A dear friend (the same lady mentioned in this post) once reminded me that, as I do not pay attention to the imperfections in the homes of others, others do not pay attention to the imperfections in mine.  Yes, my home ought not give people the heebie-jeebies, but it doesn't need to be ready for the cover of Better Homes & Gardens, either.  People just want to feel welcome.

Accepting my limitations.

Though it has taken me years, I have become more accepting of my limitations.  I honestly cannot homeschool my children, have fun with them, provide for their needs and keep an immaculate house.  It's one or the other.  I choose to do things with my kids. While I often get wrapped up in household chores, even then it seems to be the bare necessities.

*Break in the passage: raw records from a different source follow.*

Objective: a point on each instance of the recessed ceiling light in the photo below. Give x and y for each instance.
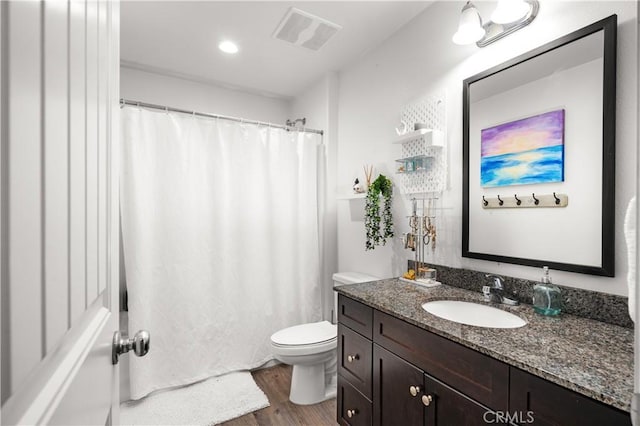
(228, 47)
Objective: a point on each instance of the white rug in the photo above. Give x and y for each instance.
(209, 402)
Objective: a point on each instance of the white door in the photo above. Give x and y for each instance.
(59, 127)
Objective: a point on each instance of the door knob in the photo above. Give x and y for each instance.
(414, 390)
(123, 344)
(427, 399)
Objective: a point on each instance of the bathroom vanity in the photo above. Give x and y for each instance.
(399, 365)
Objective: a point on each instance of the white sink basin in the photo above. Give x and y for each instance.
(473, 314)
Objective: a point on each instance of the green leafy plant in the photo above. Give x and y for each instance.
(382, 186)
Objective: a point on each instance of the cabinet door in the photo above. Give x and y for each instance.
(447, 407)
(393, 401)
(354, 359)
(553, 405)
(353, 408)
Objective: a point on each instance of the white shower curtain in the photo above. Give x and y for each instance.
(220, 239)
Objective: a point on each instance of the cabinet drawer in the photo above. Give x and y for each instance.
(353, 408)
(355, 315)
(482, 378)
(551, 404)
(354, 359)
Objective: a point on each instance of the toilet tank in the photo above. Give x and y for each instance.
(342, 278)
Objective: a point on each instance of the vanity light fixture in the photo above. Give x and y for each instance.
(228, 46)
(509, 16)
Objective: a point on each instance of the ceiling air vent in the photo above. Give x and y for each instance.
(304, 29)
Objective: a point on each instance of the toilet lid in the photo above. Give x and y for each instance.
(305, 334)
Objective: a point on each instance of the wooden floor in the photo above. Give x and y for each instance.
(274, 382)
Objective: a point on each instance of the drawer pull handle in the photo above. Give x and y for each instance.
(427, 399)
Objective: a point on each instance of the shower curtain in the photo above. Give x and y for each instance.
(220, 237)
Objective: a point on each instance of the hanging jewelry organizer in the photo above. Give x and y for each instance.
(422, 236)
(422, 167)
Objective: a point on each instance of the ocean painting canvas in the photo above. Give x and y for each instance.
(526, 151)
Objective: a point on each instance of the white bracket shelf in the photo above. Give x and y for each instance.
(430, 137)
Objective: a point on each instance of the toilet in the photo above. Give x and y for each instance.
(311, 350)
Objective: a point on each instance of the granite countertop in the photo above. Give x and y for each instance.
(590, 357)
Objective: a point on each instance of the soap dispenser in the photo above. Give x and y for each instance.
(546, 296)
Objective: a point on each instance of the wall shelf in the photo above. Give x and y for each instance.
(417, 163)
(352, 196)
(430, 137)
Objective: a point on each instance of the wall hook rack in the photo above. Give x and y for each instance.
(535, 200)
(546, 200)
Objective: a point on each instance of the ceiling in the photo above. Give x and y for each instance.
(180, 38)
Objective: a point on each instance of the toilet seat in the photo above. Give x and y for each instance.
(305, 339)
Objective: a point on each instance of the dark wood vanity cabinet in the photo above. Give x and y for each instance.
(391, 372)
(355, 351)
(405, 395)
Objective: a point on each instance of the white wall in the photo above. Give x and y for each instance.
(421, 59)
(175, 92)
(318, 104)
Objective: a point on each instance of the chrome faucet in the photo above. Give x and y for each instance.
(495, 291)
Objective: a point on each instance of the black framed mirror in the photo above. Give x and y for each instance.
(539, 156)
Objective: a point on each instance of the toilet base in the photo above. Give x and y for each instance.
(308, 385)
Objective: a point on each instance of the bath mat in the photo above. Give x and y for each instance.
(209, 402)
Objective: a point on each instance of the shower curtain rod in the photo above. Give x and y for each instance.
(124, 102)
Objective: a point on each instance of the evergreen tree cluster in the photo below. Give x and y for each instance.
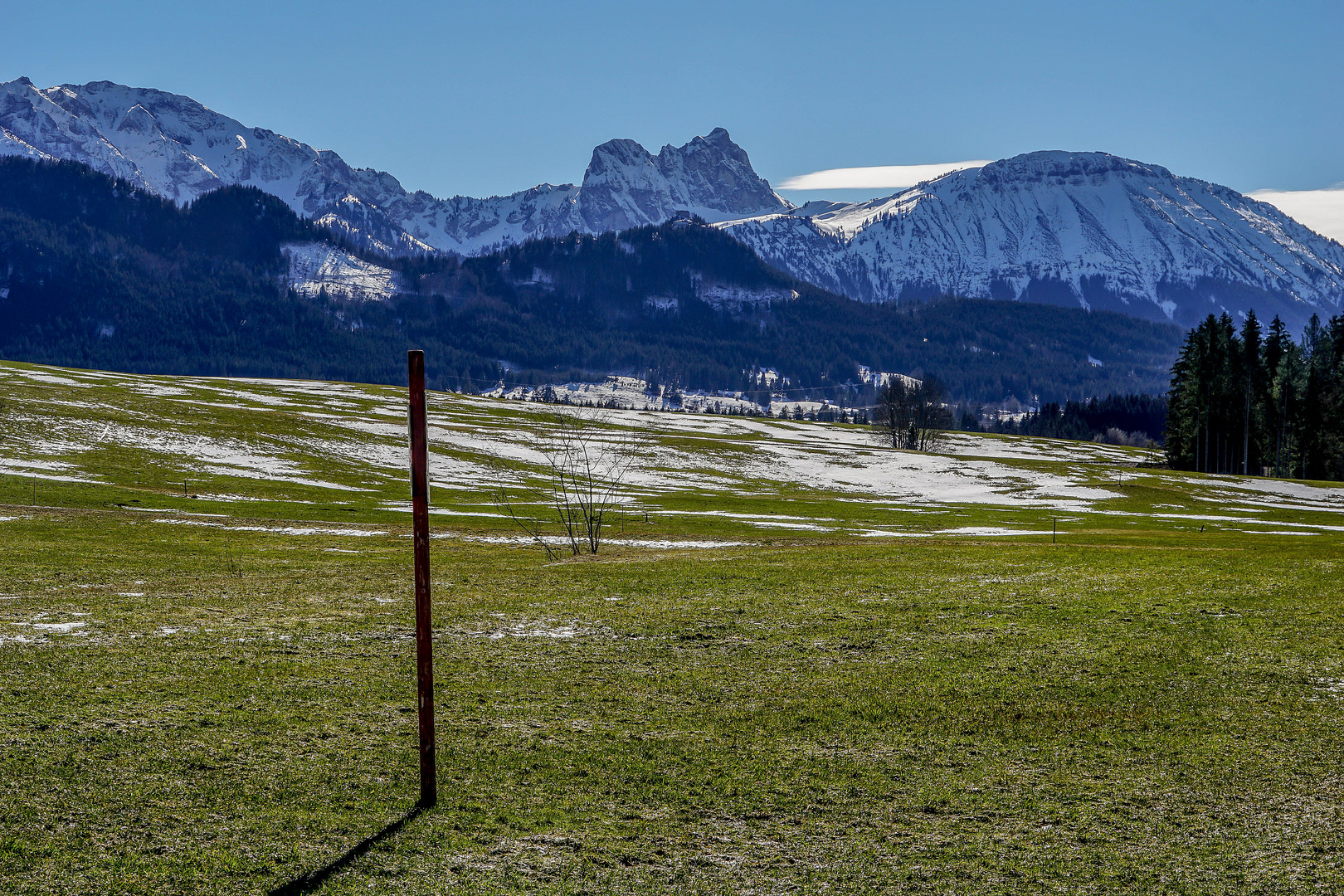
(1121, 419)
(1255, 402)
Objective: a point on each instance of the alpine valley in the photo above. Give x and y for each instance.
(1085, 232)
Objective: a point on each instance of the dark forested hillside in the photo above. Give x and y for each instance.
(97, 275)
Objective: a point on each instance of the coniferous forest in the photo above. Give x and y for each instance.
(1257, 402)
(95, 273)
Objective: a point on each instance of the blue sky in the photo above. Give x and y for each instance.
(488, 99)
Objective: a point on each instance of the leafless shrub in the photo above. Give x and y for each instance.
(587, 464)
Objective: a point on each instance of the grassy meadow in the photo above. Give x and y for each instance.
(802, 663)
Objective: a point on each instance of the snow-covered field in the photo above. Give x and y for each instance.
(241, 442)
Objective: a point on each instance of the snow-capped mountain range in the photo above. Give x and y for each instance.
(1062, 227)
(180, 149)
(1074, 229)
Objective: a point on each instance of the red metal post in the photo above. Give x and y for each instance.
(420, 519)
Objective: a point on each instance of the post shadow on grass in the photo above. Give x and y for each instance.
(312, 880)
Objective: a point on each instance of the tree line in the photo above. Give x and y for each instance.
(1255, 402)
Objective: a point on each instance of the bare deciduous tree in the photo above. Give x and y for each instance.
(587, 462)
(910, 414)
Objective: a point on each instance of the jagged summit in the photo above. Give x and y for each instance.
(180, 149)
(1064, 227)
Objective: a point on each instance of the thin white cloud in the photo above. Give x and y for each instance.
(1322, 210)
(877, 178)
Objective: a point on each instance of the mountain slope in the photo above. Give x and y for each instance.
(95, 273)
(180, 149)
(1077, 229)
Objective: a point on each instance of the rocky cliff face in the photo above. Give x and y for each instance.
(180, 149)
(1074, 229)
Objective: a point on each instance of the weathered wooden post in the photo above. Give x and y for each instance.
(420, 520)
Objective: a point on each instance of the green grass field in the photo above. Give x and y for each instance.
(801, 664)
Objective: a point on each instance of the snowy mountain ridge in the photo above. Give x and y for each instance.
(1074, 229)
(180, 149)
(1071, 229)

When having people over, I have learned to make sure the floor is swept and the kitchen and bathroom clean before guests arrive (and if my kids need to use the bathroom, they can.  I just remind people that children live here).  If the floor is really bad, I will mop it.  I have learned to allow people to bring a dish to pass (if they ask) when they are invited to dinner.  Our home is comfortable, the food basic but yummy, and our family is relaxed.  I figure once everyone walks in the door, the house deteriorates quickly, so why put my family in a tizzy for days?  Some women, like my mom, have the gift of making things beautiful while they show true hospitality.  I don't.  But, I can make people feel at home.
That is either my limitation or my gift...or both.

Continuing to learn.

I don't know if I will ever succeed in always keeping my eyes on Christ and off the clutter, but I do pray that the long, disheartening gazes at the messes will soon become quick glances.  Instead of being overwhelmed, I pray that I will breathe a prayer to my Helper and pick up without grumbling.

Are you finding it difficult to be disciplined in the area of housekeeping?  Maybe it's something else -  Bible reading, schooling, cooking.  I would love to pray for you.  Maybe you have suggestions for me to not be overwhelmed...I love to learn from others!  Leave a comment!

2 comments:

Jamie Parfitt said...

This lovely summarizing deserves comments! In fact, I meant to tell you at church that I was glad to see you walking in, talking with your children, instead of sitting in the van! [see your previous post or two. :-) ]

I have been cleaning for the past few days. I decided to use my prayer time to just dust a cabinet or wash the hand prints off the door to the woodpile. Instead of trying to use that 30 minutes to "get in shape" by walking and keeping my heartbeat up, I decided to get my house in shape instead. It has made my heart peaceful to just tidy a small thing at a time in the room, as I chat with God and make Him a real companion in my life. And I found a bag of missing things I got at Wal-Mart. I had searched EVERYWHERE, even all the bedrooms and the cars. But when my son was able to pick up a vacuum cleaner belt on his way through Batavia, my life was transformed and in the process of moving chairs to vacuum in the corners, I found the bag. How did it get there??? Who knows?

But now I can vacuum the carpets! Wow, what a change to that schoolroom! I got carried away today and vacuumed two bedrooms! I never knew it would feel so good to clean, until I could not do it. But this too shall pass. Soon I will find a new passion or project and the vacuum cleaner will sit until I command one of the children to turn it on and and suck up all those pieces of lint that seem to sprout there as if one of the devil's angels has been sowing lint seeds at night.

Please keep summarizing. I am enjoying it immensely.

Victoria said...

I'm so glad that I haven't needed to spend time in my van before church in the last few weeks! ;)

While I dread the thought of cleaning, once I get into it, I can't seem to stop. How nice it is to have a organized & clean environment; which is probably why I get so stressed when it is in a state of disorder. So glad you got the time to clean and get your house in shape!